As a prominent Brazilian e-commerce marketplace, Olist operates within a complex ecosystem, connecting thousands of different sellers to millions of customers. In a vast and diverse e-commerce marketplace like Olist, a "one-size-fits-all" strategy for marketing, sales, and customer service is inefficient and costly. Without a deep understanding of the customer base, the company faces significant challenges:

* **Ineffective Marketing Spend**: Generic campaigns often fail to resonate with the specific needs and motivations of different customers, leading to a low return on investment (ROI).

* **Lost Sales Opportunitie**s: Sales teams cannot tailor their approach to high-value or high-potential customers, missing chances for upselling and cross-selling.

* **Customer Churn**: A lack of personalized experience can lead to low customer loyalty, with users failing to become repeat buyers.

To overcome these obstacles and drive sustainable growth, Olist needs to answer critical strategic questions about its customers. This project directly addresses this need by using data-driven segmentation to answer the following:

* **Marketing**: Which customer groups should we target with specific promotions?

* **Sales**: How can we optimize sales strategies for different customer profiles?

* **Product**: What types of products appeal to which customers?

* **Customer Service**: Which customers require more attention or support?

* **Profitability**: Who are our most profitable customers?

  

## **EDA Summary (Exploratory Data Analysis)**
The exploratory analysis revealed several key characteristics of the Olist dataset, which directly informed the feature engineering and modeling strategy.

**Key Findings:**

**Data Distribution and Preprocessing:**

* Monetary values, such as price and payment value, were heavily skewed with significant outliers. A logarithmic transformation was identified as a necessary step to normalize their distribution for modeling.

* The original 73 product categories were consolidated into 13 macro-categories based on their similarities, simplifying the analysis and making patterns more interpretable.

**Geographical Concentration:**

* A significant portion of revenue and order volume is concentrated in Brazil's Southeast region.

* Interestingly, states with a lower order volume often exhibit a higher average payment value, which is also correlated with higher freight costs.

**Customer Satisfaction and Behavior:**

* While over 70% of reviews are positive (4 or 5 stars), there is a notable polarization.
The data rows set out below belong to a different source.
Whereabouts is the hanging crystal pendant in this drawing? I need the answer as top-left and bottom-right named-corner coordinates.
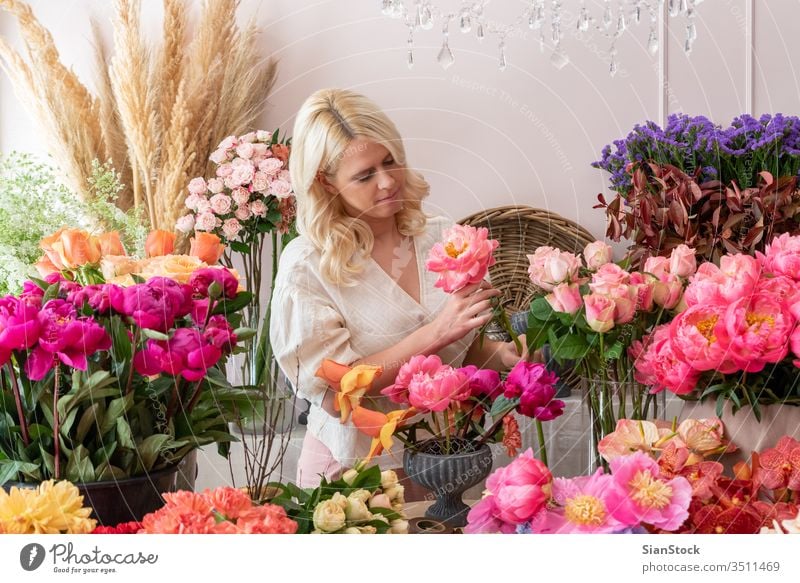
top-left (552, 22), bottom-right (560, 44)
top-left (476, 22), bottom-right (485, 41)
top-left (680, 0), bottom-right (689, 13)
top-left (419, 5), bottom-right (433, 29)
top-left (684, 37), bottom-right (693, 55)
top-left (578, 5), bottom-right (590, 31)
top-left (381, 0), bottom-right (394, 17)
top-left (437, 21), bottom-right (454, 69)
top-left (385, 0), bottom-right (405, 19)
top-left (550, 42), bottom-right (569, 69)
top-left (616, 12), bottom-right (626, 36)
top-left (635, 3), bottom-right (641, 23)
top-left (603, 3), bottom-right (613, 29)
top-left (647, 29), bottom-right (659, 54)
top-left (609, 56), bottom-right (618, 77)
top-left (669, 0), bottom-right (680, 17)
top-left (498, 40), bottom-right (507, 71)
top-left (687, 21), bottom-right (697, 41)
top-left (407, 31), bottom-right (414, 69)
top-left (460, 12), bottom-right (472, 33)
top-left (539, 31), bottom-right (545, 52)
top-left (529, 2), bottom-right (544, 29)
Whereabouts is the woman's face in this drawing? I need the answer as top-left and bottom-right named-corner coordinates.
top-left (321, 136), bottom-right (406, 221)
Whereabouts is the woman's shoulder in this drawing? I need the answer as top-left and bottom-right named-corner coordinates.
top-left (274, 236), bottom-right (324, 289)
top-left (420, 214), bottom-right (457, 241)
top-left (279, 235), bottom-right (320, 265)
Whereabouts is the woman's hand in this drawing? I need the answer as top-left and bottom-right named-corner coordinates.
top-left (497, 334), bottom-right (546, 369)
top-left (428, 281), bottom-right (501, 350)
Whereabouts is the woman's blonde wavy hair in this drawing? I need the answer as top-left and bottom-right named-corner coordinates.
top-left (289, 88), bottom-right (429, 286)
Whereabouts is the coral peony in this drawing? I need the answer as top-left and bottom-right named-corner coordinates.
top-left (426, 224), bottom-right (498, 293)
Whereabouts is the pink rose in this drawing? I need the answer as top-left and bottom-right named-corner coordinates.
top-left (250, 200), bottom-right (267, 217)
top-left (643, 256), bottom-right (670, 279)
top-left (207, 178), bottom-right (225, 194)
top-left (175, 214), bottom-right (195, 233)
top-left (251, 143), bottom-right (270, 160)
top-left (231, 187), bottom-right (250, 206)
top-left (269, 179), bottom-right (293, 199)
top-left (610, 286), bottom-right (637, 324)
top-left (222, 218), bottom-right (242, 240)
top-left (217, 135), bottom-right (237, 150)
top-left (231, 163), bottom-right (255, 187)
top-left (584, 293), bottom-right (615, 333)
top-left (194, 212), bottom-right (217, 232)
top-left (239, 131), bottom-right (256, 143)
top-left (583, 241), bottom-right (613, 270)
top-left (209, 194), bottom-right (232, 215)
top-left (236, 143), bottom-right (255, 159)
top-left (278, 170), bottom-right (291, 183)
top-left (184, 193), bottom-right (202, 211)
top-left (187, 177), bottom-right (207, 196)
top-left (669, 244), bottom-right (697, 278)
top-left (195, 198), bottom-right (211, 214)
top-left (259, 158), bottom-right (284, 176)
top-left (545, 282), bottom-right (582, 314)
top-left (589, 263), bottom-right (630, 296)
top-left (652, 273), bottom-right (684, 309)
top-left (216, 163), bottom-right (233, 178)
top-left (251, 172), bottom-right (269, 192)
top-left (426, 225), bottom-right (498, 293)
top-left (486, 449), bottom-right (552, 525)
top-left (629, 272), bottom-right (655, 311)
top-left (526, 246), bottom-right (581, 291)
top-left (235, 204), bottom-right (252, 221)
top-left (209, 149), bottom-right (228, 164)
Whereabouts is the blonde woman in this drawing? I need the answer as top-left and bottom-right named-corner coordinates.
top-left (270, 89), bottom-right (526, 487)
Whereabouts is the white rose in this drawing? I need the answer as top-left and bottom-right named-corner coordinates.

The volume of very negative reviews (1 star) is greater than neutral and bad reviews (2-3 stars) combined, suggesting that customers either have a good experience or a very poor one.

* Crucially, the highest-grossing and most frequently ordered product category is also the one with the worst average review score, pointing to a major potential problem area in customer experience.

**Payment Patterns:**

* Credit cards are the dominant payment method, offering the widest range of transaction values.

* Most purchases are paid in a single installment, but when installments are used, it is common to have more than two. Higher purchase values are strongly correlated with a higher number of installments.

**Key Correlations:**

* A strong positive correlation between price and payment_value confirms the data's integrity.

* A moderate positive correlation between price and freight_value suggests that more expensive items tend to cost more to ship.

* The strongest negative correlation was between payment_installments and payment_type, confirming that installments are an exclusive feature of credit card payments.